Engage With Burma
The March 15 editorial "Burma's Bullies" called for caution in negotiating with the authoritarian regime in Burma, a country for which even the name (it's also known as Myanmar) is in dispute in the United States. Caution is required, but the Obama administration's interest in a dialogue is the most welcome U.S. approach toward that country in 18 years. Secretary of State Hillary Rodham Clinton's comment that neither isolation nor engagement has worked was partly accurate. The United States has tried isolation, and the Association of Southeast Asian Nations (ASEAN) tried constructive engagement (a euphemism for economic advantage), but this country has not tried engagement.
All of us want to see all political prisoners released, human rights honored, media censorship lifted, the independence of a now-subservient judiciary restored, and the economic conditions of desperately poor people improved.

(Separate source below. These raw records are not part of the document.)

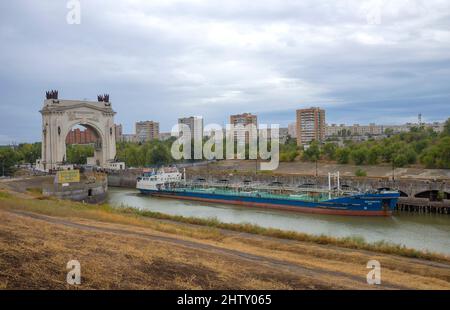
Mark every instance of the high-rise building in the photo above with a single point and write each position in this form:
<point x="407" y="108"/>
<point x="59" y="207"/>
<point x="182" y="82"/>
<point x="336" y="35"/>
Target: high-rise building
<point x="239" y="121"/>
<point x="147" y="130"/>
<point x="310" y="125"/>
<point x="195" y="124"/>
<point x="292" y="130"/>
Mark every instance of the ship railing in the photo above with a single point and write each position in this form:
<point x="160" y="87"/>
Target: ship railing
<point x="241" y="186"/>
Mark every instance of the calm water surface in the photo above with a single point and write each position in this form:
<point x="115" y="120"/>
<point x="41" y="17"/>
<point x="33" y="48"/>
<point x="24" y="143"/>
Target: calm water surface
<point x="425" y="232"/>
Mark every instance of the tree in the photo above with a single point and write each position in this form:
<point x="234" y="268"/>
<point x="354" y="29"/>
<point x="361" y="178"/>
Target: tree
<point x="446" y="131"/>
<point x="373" y="155"/>
<point x="400" y="160"/>
<point x="29" y="153"/>
<point x="313" y="152"/>
<point x="360" y="173"/>
<point x="359" y="155"/>
<point x="329" y="150"/>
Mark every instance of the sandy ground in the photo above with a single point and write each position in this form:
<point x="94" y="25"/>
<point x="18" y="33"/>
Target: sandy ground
<point x="35" y="249"/>
<point x="307" y="168"/>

But to describe, as The Post did, the brave Nobel laureate Aung San Suu Kyi as the country's "rightful ruler" is both inaccurate and an approach that ensures that dialogue will fail.
The opposition victory in the May 1990 elections was indeed complete, but those elections, tragically denied by the state, were not (contrary to popular belief) for a new government, but for a constitutional convention.
The Post editorial stipulated that "U.S. engagement must be conditional." That is a recipe for failure; it implies subservience to which the Burmese will not agree. Engagement should be unconditional, but agreement on improving relations should indeed be conditional.